Я, разумеется, не мог представить себе ничего подобного, но на всякий случай кивнул и отхлебнул еще глоточек. Коньяк был хорош!
– Понимаете, ему уже скучно было играть просто дороги, и он принялся экспериментировать с музыкой, – продолжала госпожа Арней. – Он вбил в свою безумную голову, что сможет сыграть путь к Истинному Богу, а может быть – дьяволу. У него ничего не получилось, его гитара рассыпалась в труху, сам он потерял память, а его айма была разорвана! Знаете, как это было больно? Да откуда же вам знать! Сначала из двух сходящих с ума от ревности женщин этот негодяй создает одну, такую, какая нужна ему. Это уже почти невыносимо. А потом эта одна-единственная беспощадно рвется пополам, причем грубо и безжалостно. Из одной любящей женщины, одной аймы, нас снова стало двое. Но это были уже не прежние женщины. Каждая из нас была изуродована, в каждой осталась частица самого Авдея и еще частица другой. Две полуженщины-калеки, две полуаймы. Нас разбросало по разным мирам, по разным ветвям реальности, а что стало с Авдеем – я не знаю. Наверное, его сослали, лишив прошлого, будущего, души, памяти… чего там еще можно лишить? Вот она какова, дорога к Истинному Богу! И вот теперь вы отыскали Люту и каким-то образом уговорили ее вернуться к Авдею. Зачем? Ведь с полуаймой Лютой бард-калека может сыграть дорогу только в одну сторону. Чтобы свободно перемещаться между ветвями реальности, барду нужна полная айма, а не увечная… Поняли теперь?
– Кажется, да, – сказал я, хотя понял далеко не все. Дело обстояло скверно, но какой-то выход, наверное, все-таки имелся. Тем более что теперь мне стало кое-что известно о преступлении, совершенном опальным бардом. Надо же, сыграть дорогу к Истинному Божеству, не слабо… И потом, начальство в лице Сергея Ивановича на что-то надеялось, посылая меня сюда, а значит, надежда была. И связана была эта надежда с опальным бардом Авдеем и двумя его полуаймами. Потому что никаких случайностей во вселенной не бывает, и уж работники нашей службы это знают лучше других.

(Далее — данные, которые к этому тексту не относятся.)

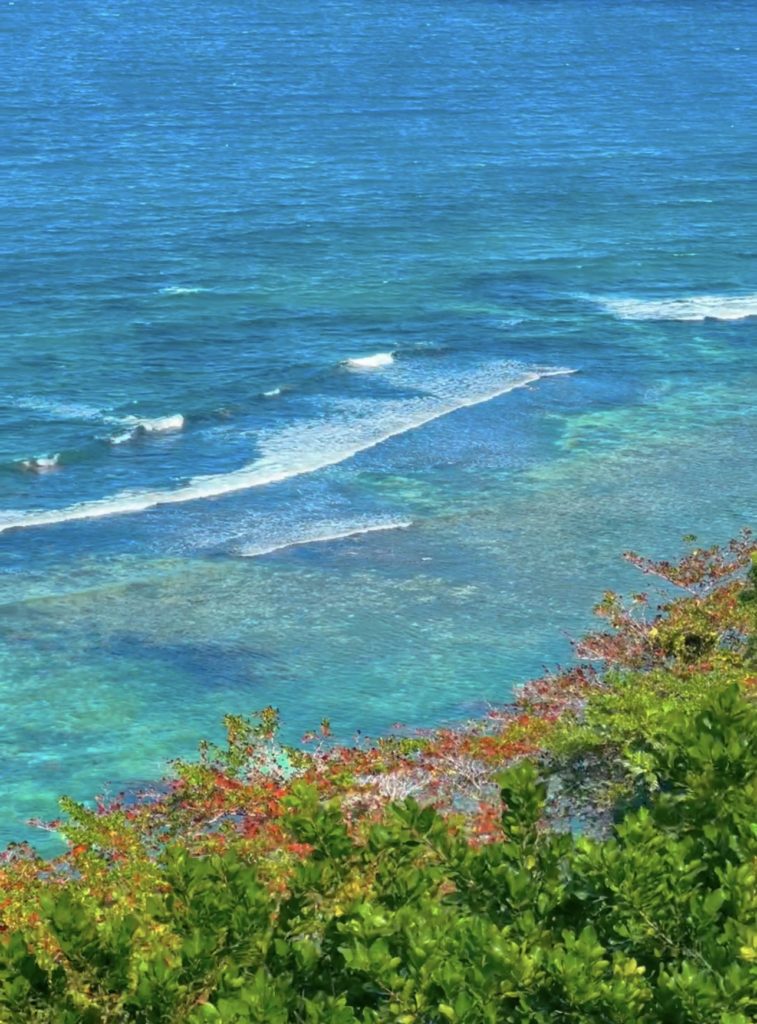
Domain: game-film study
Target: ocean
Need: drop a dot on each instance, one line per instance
(344, 348)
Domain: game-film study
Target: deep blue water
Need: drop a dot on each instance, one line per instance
(209, 210)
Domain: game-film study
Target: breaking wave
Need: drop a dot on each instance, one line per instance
(324, 534)
(42, 464)
(307, 445)
(696, 307)
(137, 427)
(378, 361)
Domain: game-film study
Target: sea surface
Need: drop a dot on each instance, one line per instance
(344, 347)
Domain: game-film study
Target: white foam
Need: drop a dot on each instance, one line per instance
(161, 425)
(695, 307)
(324, 534)
(377, 361)
(308, 445)
(43, 464)
(54, 410)
(179, 290)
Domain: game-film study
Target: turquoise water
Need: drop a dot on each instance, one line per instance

– А сколько времени у нас до того, как неупокоенное железо проснется окончательно? – задал я наконец правильный, как мне показалось, вопрос.
– Часов шесть или семь. Мой пращур сначала разнесет город в щепки, а уж потом всерьез примется за злое железо.
Я поежился, представив себе стаи ржавых ножей, рассекающих терпкий весенний воздух, хотя понимал, что все, что я могу себе представить, не идет ни в какое сравнение с тем, что может случиться на самом деле.
– Извините, мне надо переодеться и привести себя в порядок, – неожиданно спокойно, словно ничего особенного не случилось, сказала эта странная женщина. Полуайма. Магистка. Вдова местного авторитета. Беспомощная Повелительница Злого Железа. И еще раз женщина. – А потом мы с вами поедем.
– К Авдею? – бестактно спросил я.
– Ну уж нет, – скривилась госпожа Арней. – К этому я пока не готова. Мы с вами поедем в Храм к богунам. Неужели вы не чувствуете, что в городе творится что-то нехорошее?
«Куда уж хуже», – подумал я, тупо помотав головой.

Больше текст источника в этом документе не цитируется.